The only sight more visually appealing than the sunset that evening came from the herb tostada. Another contradiction on a plate. With the herbs and flowers on the top blocking the diner’s view from what lay beneath it is easy to be surprised by the heaviness of it all. Brought about by its deep fried base glued to the fauna by a puree of oysters. It was perhaps the pièce de résistance of the evening.
Dungeness crab soaked in pine nuts followed shortly thereafter, serving as a precursor to one of the biggest deviations from the staples of the Willows of the night. Gone were the rich buttery pan chicken drippings. Instead replaced with crab brain goodness for our bread to soak in and absorb. We hope its not too much to ask to make this a permanent replacement on the menu.
As the sun set on the day we opted to finish the meal as we started – outside on the patio. With a friend in tow no matter how much one wanted to stay inside the numbers were in the opposition`s favour. Within an hour of sitting outside the sun had disappeared and the patio blankets brought another type of warmth. Cold birch tea marked the completion of the savoury courses while quince and candied rosemary cleansed the palette.
Having prefaced our dining companion with the statement that dessert was historically a weaker point at the Willows (barring the last two winters where they served us ice cream – something that can never let you down) the finale was a surprising end to a superb meal. A combination of woodruff and nettles that formed a healthy version of cookies and cream.

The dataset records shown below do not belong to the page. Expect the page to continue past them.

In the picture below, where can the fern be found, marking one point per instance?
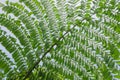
(60, 40)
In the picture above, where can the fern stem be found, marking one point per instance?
(37, 62)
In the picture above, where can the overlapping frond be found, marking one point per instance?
(76, 39)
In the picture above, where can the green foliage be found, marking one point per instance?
(60, 40)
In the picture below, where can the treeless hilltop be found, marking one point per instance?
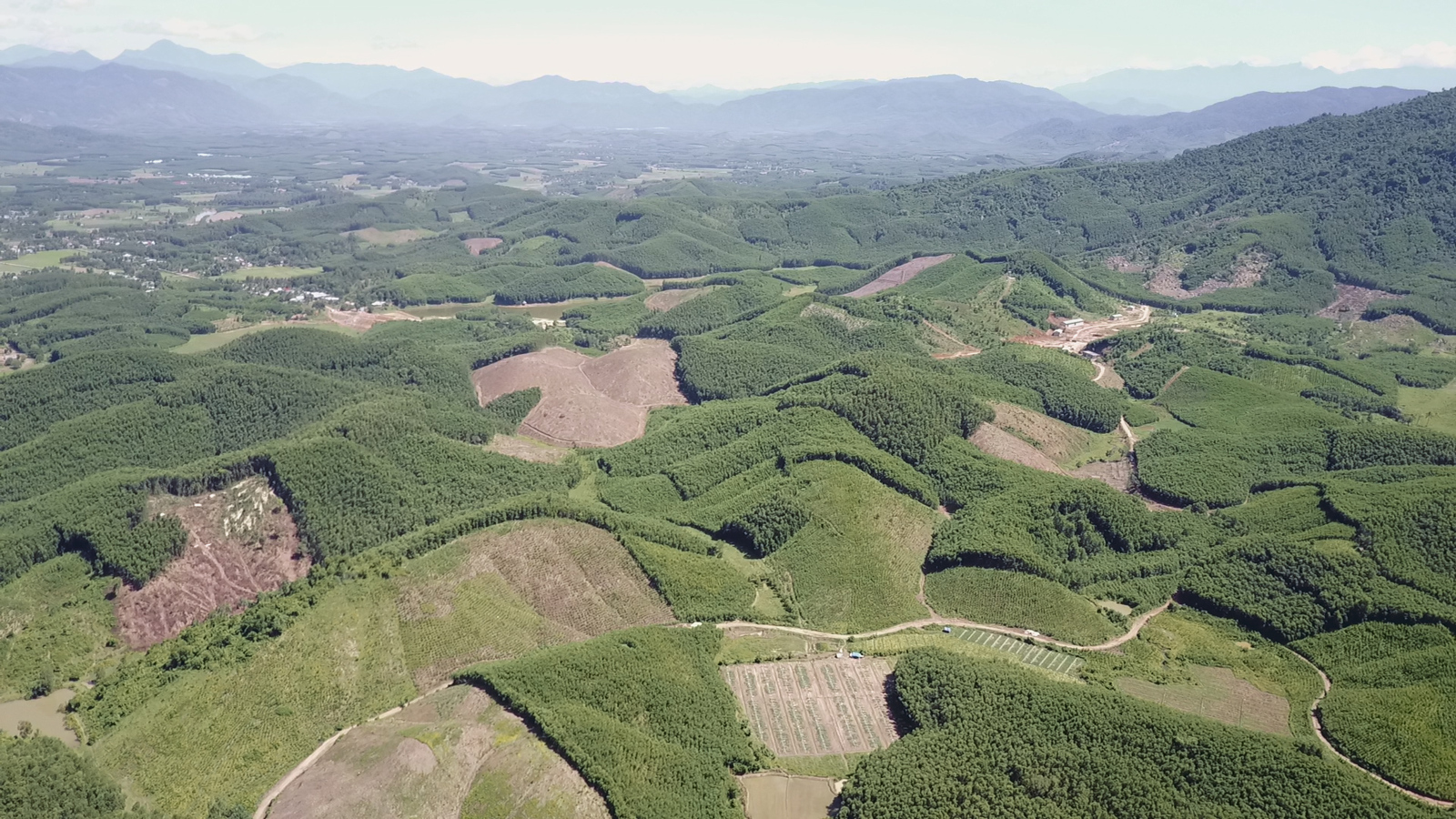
(899, 276)
(587, 401)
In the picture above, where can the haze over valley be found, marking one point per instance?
(887, 411)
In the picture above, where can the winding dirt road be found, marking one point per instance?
(1320, 732)
(1132, 632)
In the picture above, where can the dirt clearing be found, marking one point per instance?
(587, 401)
(376, 237)
(364, 319)
(1056, 439)
(516, 588)
(1218, 695)
(453, 753)
(528, 450)
(900, 274)
(999, 443)
(1351, 302)
(242, 542)
(815, 707)
(478, 247)
(785, 796)
(1117, 474)
(1077, 339)
(667, 299)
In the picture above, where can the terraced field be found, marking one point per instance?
(815, 707)
(1026, 653)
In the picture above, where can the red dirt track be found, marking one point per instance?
(587, 401)
(899, 276)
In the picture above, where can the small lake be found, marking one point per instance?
(44, 713)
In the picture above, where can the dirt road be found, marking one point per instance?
(1132, 632)
(1320, 732)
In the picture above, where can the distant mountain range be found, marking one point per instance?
(1147, 91)
(171, 86)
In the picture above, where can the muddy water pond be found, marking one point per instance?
(44, 713)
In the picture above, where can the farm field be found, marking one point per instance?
(979, 643)
(1218, 695)
(451, 755)
(587, 401)
(376, 237)
(1019, 601)
(815, 707)
(1431, 409)
(480, 245)
(215, 339)
(1212, 668)
(785, 796)
(36, 261)
(269, 273)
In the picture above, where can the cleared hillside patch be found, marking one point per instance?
(587, 401)
(856, 564)
(815, 707)
(1218, 695)
(514, 588)
(1019, 601)
(785, 796)
(900, 274)
(242, 541)
(453, 755)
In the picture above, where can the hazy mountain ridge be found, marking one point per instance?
(1135, 91)
(172, 86)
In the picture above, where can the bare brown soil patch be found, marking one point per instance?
(426, 761)
(815, 707)
(999, 443)
(667, 299)
(1351, 302)
(528, 450)
(376, 237)
(511, 589)
(948, 346)
(1247, 271)
(1216, 694)
(1077, 339)
(900, 274)
(574, 574)
(842, 317)
(364, 319)
(587, 401)
(1055, 439)
(478, 247)
(1117, 474)
(240, 542)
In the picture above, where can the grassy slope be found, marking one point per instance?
(856, 566)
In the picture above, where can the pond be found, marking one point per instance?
(44, 713)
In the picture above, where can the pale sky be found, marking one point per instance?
(672, 44)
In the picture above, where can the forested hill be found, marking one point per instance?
(1365, 198)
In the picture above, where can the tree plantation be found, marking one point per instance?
(1149, 455)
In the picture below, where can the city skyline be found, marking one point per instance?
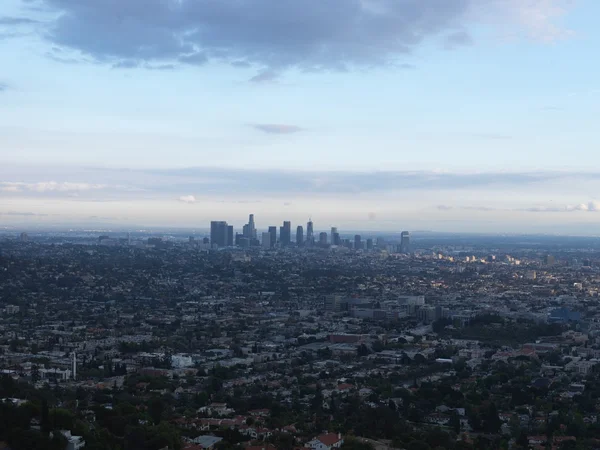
(370, 115)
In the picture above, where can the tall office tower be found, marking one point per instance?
(249, 229)
(218, 233)
(323, 238)
(285, 234)
(405, 242)
(230, 235)
(252, 226)
(335, 239)
(299, 236)
(310, 232)
(266, 241)
(357, 242)
(273, 234)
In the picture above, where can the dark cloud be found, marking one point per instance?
(458, 39)
(14, 21)
(22, 214)
(325, 34)
(273, 128)
(95, 182)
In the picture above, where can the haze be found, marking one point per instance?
(449, 115)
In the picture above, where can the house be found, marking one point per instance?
(326, 441)
(206, 442)
(73, 442)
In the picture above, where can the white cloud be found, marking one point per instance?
(48, 186)
(187, 199)
(536, 19)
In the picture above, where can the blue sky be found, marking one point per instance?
(475, 115)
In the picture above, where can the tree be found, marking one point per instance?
(45, 421)
(377, 346)
(351, 443)
(35, 374)
(362, 350)
(455, 422)
(156, 409)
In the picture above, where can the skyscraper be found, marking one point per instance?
(310, 238)
(218, 233)
(252, 226)
(285, 234)
(273, 234)
(323, 238)
(299, 236)
(405, 242)
(357, 242)
(266, 241)
(335, 239)
(230, 235)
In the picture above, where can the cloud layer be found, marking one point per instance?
(48, 186)
(187, 199)
(316, 35)
(273, 128)
(218, 181)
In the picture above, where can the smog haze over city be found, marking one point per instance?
(299, 225)
(380, 115)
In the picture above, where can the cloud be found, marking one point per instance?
(48, 186)
(458, 39)
(187, 199)
(15, 21)
(592, 206)
(22, 214)
(272, 128)
(316, 35)
(266, 76)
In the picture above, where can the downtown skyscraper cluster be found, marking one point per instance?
(222, 235)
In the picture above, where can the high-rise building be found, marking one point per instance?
(285, 234)
(273, 234)
(218, 233)
(266, 241)
(357, 242)
(249, 230)
(252, 226)
(299, 236)
(335, 239)
(323, 238)
(405, 242)
(310, 237)
(230, 235)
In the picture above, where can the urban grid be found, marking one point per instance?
(127, 340)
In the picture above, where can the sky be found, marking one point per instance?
(383, 115)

Looking back at the most number of courses we have had at the Willows, our only longing would have been for larger quantities. But alas, we should know by now that to dine at the Willows is not to gorge but to appreciate a variety of impeccable ingredients and techniques brought about in small and precise quantities.
Resided to the fact that we would miss the 10 p.m. ferry ride back to the mainland, we relaxed with our stomachs pleased and our minds refreshed from a good meal accompanied by good conversation.
It had been four years since we ate a spring meal at the Willows Inn and it is a true delight for us to see the growth and development of the team and the restaurant. Although time has a way of making one forget, there is very little doubt in our minds that after seven visits to this restaurant, this meal was the culmination of all our visits.
We now look back at this fleeting meal as both playful and extraordinary. It very well may have been a dream. A dream of spring. Reality or fantasy, after the turbulent winter we just had, literally and figuratively, we deserved this one.
To view pictures of this meal in its entirety and previous visits, please click on the links below:
Thanks for reading and happy eating,
Carla and Sonny
Note: The title of this post is taken from George RR Martin’s planned title for the seventh installment in the Song of Ice and Fire series.